Le rapport, fondé sur une enquête conduite auprès de plus de 2.100 entreprises opérant dans 51 pays africains, dont une majorité de petites et moyennes entreprises (PME), révèle une tendance forte: 53,6% des sociétés africaines recourent déjà à des systèmes de paiement numériques pour leurs transactions commerciales, en dépit des contraintes structurelles qui freinent encore la digitalisation– coûts d’implémentation élevés, instabilité des connexions Internet ou vulnérabilités en matière de cybersécurité.
Face aux turbulences géopolitiques et aux chaînes d’approvisionnement mondiales bouleversées, les chefs d’entreprise africains redoublent d’efforts pour renforcer leur autonomie commerciale. Le «Africa CEO Trade Survey Report 2025» montre un intérêt croissant pour des marchés émergents du Golfe et des Caraïbes, perçus comme des partenaires de substitution crédibles dans un contexte où les échanges Nord-Sud se complexifient.
En 2025, les échanges commerciaux entre l’Afrique et le Golfe sont axés sur le renforcement des investissements étrangers directs (IDE), la promotion du commerce intra-africain via des événements et la mise en place de facilités pour le commerce numérique. Le continent a bénéficié d’un afflux important d’IDE en provenance du Golfe, tandis que des initiatives visent à stimuler le commerce intra-africain en surmontant les obstacles réglementaires et logistiques.

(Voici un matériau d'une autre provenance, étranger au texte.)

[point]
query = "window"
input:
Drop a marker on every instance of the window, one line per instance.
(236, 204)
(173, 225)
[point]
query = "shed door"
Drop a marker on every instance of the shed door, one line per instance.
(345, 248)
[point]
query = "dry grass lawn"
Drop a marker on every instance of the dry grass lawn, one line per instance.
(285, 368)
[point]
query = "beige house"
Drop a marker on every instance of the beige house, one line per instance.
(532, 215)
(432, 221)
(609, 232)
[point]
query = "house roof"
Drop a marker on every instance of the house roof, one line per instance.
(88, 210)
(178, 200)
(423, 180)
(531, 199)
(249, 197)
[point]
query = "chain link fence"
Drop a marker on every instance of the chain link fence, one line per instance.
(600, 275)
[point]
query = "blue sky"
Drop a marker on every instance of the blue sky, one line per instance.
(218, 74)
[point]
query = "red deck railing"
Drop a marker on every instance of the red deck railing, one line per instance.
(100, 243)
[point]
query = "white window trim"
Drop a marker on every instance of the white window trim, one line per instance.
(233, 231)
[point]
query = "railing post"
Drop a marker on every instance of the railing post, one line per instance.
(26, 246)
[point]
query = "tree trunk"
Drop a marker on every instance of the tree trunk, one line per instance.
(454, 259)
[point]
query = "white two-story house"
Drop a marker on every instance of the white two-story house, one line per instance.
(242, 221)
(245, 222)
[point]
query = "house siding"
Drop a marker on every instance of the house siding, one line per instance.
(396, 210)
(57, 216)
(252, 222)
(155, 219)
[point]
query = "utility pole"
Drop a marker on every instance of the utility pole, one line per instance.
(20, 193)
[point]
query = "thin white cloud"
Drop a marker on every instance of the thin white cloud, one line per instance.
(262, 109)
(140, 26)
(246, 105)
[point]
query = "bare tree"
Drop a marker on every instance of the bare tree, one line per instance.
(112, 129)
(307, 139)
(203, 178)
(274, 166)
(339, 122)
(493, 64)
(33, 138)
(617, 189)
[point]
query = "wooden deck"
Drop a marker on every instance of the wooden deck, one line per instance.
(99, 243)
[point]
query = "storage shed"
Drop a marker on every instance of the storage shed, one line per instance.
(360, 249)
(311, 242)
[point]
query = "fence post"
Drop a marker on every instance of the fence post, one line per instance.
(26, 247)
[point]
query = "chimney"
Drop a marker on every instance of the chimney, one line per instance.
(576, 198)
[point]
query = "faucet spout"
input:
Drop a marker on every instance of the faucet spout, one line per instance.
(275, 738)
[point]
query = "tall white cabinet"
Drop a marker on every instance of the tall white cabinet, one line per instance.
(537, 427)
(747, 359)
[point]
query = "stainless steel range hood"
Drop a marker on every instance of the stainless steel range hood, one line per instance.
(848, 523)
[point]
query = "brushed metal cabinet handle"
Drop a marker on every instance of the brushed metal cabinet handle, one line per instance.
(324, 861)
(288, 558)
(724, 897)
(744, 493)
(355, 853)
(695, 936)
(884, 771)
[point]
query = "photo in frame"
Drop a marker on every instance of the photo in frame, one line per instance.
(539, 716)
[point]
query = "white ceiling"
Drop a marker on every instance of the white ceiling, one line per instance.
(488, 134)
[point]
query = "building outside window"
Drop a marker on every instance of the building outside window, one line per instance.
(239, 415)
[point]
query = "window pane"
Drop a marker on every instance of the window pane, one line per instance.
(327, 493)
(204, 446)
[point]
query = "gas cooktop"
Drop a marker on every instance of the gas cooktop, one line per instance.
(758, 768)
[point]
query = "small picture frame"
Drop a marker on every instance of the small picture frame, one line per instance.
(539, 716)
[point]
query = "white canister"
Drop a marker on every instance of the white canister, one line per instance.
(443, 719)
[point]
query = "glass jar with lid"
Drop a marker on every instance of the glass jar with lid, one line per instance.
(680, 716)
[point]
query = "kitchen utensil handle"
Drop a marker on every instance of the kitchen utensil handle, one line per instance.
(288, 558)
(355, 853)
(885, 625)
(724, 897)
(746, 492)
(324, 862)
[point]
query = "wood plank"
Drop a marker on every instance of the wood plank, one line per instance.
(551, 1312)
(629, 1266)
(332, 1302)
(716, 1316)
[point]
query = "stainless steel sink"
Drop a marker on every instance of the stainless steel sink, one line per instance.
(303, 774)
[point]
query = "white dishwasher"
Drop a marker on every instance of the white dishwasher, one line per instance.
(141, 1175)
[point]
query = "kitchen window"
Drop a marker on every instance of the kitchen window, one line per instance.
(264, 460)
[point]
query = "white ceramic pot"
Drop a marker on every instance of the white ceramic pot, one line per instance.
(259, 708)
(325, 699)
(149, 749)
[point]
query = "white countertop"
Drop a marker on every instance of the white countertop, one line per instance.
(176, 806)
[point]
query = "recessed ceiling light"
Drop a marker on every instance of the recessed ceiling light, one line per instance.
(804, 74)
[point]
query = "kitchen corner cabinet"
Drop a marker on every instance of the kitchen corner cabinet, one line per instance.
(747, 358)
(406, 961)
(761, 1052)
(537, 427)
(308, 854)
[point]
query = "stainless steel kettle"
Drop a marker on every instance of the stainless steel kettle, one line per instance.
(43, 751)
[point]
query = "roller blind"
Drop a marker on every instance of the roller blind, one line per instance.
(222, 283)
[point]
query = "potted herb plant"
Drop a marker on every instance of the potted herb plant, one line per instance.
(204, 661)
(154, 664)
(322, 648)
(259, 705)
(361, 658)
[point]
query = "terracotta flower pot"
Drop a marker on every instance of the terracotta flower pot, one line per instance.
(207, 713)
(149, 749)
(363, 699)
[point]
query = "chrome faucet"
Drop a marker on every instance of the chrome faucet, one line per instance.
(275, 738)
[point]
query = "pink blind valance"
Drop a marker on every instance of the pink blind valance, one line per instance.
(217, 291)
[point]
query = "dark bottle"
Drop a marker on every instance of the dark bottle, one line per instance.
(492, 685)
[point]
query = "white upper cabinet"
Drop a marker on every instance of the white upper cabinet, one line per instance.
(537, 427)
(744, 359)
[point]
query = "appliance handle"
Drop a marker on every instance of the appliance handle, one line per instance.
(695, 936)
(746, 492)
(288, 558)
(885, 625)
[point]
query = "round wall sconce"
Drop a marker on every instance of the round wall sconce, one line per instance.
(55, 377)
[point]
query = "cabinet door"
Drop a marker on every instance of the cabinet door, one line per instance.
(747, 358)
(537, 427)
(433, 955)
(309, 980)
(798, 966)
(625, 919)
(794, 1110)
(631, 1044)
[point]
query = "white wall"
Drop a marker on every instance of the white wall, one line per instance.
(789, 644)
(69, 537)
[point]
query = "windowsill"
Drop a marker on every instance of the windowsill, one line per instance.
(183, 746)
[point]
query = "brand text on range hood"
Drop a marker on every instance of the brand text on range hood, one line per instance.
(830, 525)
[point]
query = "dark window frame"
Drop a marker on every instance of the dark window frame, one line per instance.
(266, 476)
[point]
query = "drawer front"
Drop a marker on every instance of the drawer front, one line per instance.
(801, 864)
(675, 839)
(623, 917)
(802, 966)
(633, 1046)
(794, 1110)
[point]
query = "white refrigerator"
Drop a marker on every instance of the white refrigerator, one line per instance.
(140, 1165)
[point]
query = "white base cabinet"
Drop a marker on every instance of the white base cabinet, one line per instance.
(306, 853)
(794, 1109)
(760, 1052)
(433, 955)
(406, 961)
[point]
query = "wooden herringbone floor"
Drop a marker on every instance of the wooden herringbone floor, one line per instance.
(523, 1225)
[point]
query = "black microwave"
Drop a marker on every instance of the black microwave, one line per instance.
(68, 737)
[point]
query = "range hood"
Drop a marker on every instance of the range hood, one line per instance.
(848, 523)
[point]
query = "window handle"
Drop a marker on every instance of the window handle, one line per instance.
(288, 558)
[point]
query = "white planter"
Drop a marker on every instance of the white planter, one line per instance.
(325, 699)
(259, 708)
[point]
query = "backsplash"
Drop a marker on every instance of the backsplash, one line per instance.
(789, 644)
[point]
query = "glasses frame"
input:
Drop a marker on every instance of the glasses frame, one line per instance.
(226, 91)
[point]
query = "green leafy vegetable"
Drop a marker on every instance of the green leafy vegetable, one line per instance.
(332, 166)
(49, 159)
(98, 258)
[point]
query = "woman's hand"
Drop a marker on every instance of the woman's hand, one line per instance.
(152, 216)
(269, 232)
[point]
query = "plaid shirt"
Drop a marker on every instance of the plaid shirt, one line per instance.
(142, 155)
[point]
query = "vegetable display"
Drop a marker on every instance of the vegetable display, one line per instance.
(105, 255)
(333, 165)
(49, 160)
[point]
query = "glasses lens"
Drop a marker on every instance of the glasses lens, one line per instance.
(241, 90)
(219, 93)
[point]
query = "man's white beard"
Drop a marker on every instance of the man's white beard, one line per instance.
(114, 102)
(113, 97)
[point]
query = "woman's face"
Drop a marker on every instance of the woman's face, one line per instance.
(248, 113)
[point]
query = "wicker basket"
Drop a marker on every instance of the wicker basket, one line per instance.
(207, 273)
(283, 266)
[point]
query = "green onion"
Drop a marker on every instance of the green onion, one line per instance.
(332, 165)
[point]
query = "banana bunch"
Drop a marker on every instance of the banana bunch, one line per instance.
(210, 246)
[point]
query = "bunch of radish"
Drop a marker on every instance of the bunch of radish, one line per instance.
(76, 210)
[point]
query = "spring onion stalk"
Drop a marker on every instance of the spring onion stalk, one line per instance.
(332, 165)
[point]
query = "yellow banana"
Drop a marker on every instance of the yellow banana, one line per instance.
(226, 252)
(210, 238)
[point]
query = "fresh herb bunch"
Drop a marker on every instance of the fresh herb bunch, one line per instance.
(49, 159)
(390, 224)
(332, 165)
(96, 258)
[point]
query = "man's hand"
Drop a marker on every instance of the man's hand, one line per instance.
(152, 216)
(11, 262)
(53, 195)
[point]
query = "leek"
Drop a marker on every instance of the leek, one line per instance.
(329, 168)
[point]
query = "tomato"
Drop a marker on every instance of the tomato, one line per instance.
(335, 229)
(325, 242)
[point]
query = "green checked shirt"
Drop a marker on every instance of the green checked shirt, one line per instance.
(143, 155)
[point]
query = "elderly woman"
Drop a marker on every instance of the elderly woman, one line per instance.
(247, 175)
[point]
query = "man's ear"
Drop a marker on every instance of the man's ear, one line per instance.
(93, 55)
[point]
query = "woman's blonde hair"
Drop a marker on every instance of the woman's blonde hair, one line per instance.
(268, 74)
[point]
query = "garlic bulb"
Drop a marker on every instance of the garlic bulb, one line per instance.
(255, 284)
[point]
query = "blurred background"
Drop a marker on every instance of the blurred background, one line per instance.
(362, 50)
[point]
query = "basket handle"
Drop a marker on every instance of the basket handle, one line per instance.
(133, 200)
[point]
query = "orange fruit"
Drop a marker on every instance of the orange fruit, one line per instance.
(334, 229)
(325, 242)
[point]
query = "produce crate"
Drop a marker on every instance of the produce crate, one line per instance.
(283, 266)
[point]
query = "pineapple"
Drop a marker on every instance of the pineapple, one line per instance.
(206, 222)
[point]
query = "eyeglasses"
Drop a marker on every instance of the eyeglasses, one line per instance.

Ainsi, les IDE du Golfe vers l’Afrique ont augmenté de 75% en 2025, en partie grâce à d’importants projets en Égypte, mais les flux ont également été soutenus par des réformes réglementaires et des facilitations d’investissement dans l’ensemble du continent.
Pour la même période (2025), le commerce entre l’Afrique et les Caraïbes est soutenu par le Forum Afrique-Caraïbes sur le commerce et l’investissement (ACTIF 2025), qui a généré plus de 300 millions de dollars en transactions et engagements. Ce marché potentiel, estimé à 1,8 milliard de dollars d’ici 2028 selon le Centre du commerce international (CCI) et l’Afreximbank, cherche à surmonter les défis logistiques pour réaliser son potentiel de croissance.
L’accent est mis sur l’ajout de valeur, la réduction des droits de douane et la facilitation des échanges, notamment dans les secteurs de la technologie, de l’agriculture et de l’industrie créative.

Cette réorientation s’inscrit dans la logique de la Zone de libre-échange continentale africaine (ZLECAf), censée offrir un marché intégré de 1,4 milliard de consommateurs. Elle traduit également la prise de conscience que l’avenir du commerce africain se jouera dans sa capacité à s’appuyer sur des infrastructures numériques interconnectées et sur un écosystème financier capable de fluidifier les échanges intra-africains.
Le rapport consacre un chapitre entier à la numérisation et à la technologie comme piliers d’un environnement commercial moderne. La digitalisation des processus, des paiements et de la logistique apparaît comme un instrument central d’efficacité, de transparence et de lutte contre la corruption.
Les dirigeants interrogés affirment presque unanimement que la transition numérique est «vitale» pour la survie et la compétitivité de leurs entreprises. Les systèmes de paiement électroniques, les plateformes de commerce en ligne et les logiciels de gestion des chaînes d’approvisionnement deviennent la norme dans les grandes métropoles africaines.
Le PAPSS (Pan-African Payment and Settlement System), désormais relié à 16 banques centrales et 150 banques commerciales, permet des règlements instantanés en monnaies locales, réduisant jusqu’à 50% les coûts de transaction, selon le Centre du commerce international (ITC).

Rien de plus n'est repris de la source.